Design and build against roles, not raw pixel values. Each role has a size, a weight, and a job.

RoleSizeWeightUsage
Display76pxBoldMarketing hero headline; one per viewport section.
Hero50pxBold / SemiboldSecondary marketing headlines, large section openers.
Page title32pxSemiboldTop-of-page H1 in dashboard and docs.
Section title24pxSemiboldH2 section headers within a page.
Card title20pxSemiboldTitle of a card, dialog, or panel.
Body16pxRegularDefault running text and paragraphs.
Body-sm14pxRegularDense dashboard text, table rows, secondary copy.
Caption12pxRegularTimestamps, helper text, metadata.
Overline12pxSemibold, uppercaseEyebrow labels above a section.
Button label14pxSemiboldAll buttons and primary controls.
Code12–13pxRegular (mono)Logs, network, paths, keys, code samples.

Usage by surface

Each surface leans on a different part of the scale.

Marketing
Editorial and generous. Display and hero set the rhythm; body at 16px carries the argument. Display appears once per viewport section, never repeated down the page.
Dashboard
Operational and dense. Page title and section title for structure; body-sm 14px for tables and dense rows; mono for logs and network. Display sizes do not appear here.
Plugin
Compact. Card title and body-sm do most of the work in a narrow panel; button label on the submit action; mono for any captured technical detail. No large display type.
Auth + Email
Clear and minimal. A single page-title or card-title, body for the supporting line, button label on the one primary action. Restraint keeps these surfaces trustworthy.

Rules

A handful of rules keep type on-brand:

  • Display once per viewport section. Never stack two display-size headlines in the same view; it kills the editorial rhythm.
  • Never all-caps body. Uppercase is reserved for the overline role only. All-caps running text hurts legibility and reads as shouting.
  • Tables and logs use body-sm and code. Dense dashboard rows, log lines, and network entries live at 14px or mono — not 16px body.
  • Mono for logs, network, and paths. IBM Plex Mono signals "this is exact technical data": console output, network rows, response bodies, file paths, and keys.
  • Max three text roles per small card. A compact card should not mix more than three roles (e.g. card title + body-sm + caption). More than that and the card stops being scannable.
🔤
A quick on-brand check for any card: can you name every text role on it, and is the count three or fewer? If you can't name a role, it probably shouldn't be there.

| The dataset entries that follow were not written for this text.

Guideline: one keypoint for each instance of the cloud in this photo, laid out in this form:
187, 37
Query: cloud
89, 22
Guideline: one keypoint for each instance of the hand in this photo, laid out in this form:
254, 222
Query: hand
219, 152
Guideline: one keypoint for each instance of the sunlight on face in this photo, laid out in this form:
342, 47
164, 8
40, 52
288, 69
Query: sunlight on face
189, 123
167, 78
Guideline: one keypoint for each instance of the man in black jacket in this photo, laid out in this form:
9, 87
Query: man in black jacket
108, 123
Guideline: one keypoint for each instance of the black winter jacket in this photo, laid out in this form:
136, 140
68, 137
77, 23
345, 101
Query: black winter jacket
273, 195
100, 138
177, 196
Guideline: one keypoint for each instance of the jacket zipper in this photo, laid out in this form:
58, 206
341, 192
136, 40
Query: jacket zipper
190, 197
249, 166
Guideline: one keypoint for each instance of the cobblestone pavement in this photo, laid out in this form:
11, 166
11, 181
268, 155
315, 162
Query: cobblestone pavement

Typography do's and don'ts

Do
  • Reserve display and hero for marketing and milestone moments.
  • Use body-sm and mono for dashboard tables, logs, and network rows.
  • Keep small cards to three roles or fewer.
  • Use the overline role for eyebrow labels, in semibold uppercase.
Don't
  • Don't repeat a display headline within the same viewport section.
  • Don't set running body text in all-caps.
  • Don't set dense tables or log rows at 16px body.
  • Don't depend on a proprietary source face in shipped code — ship the fallback.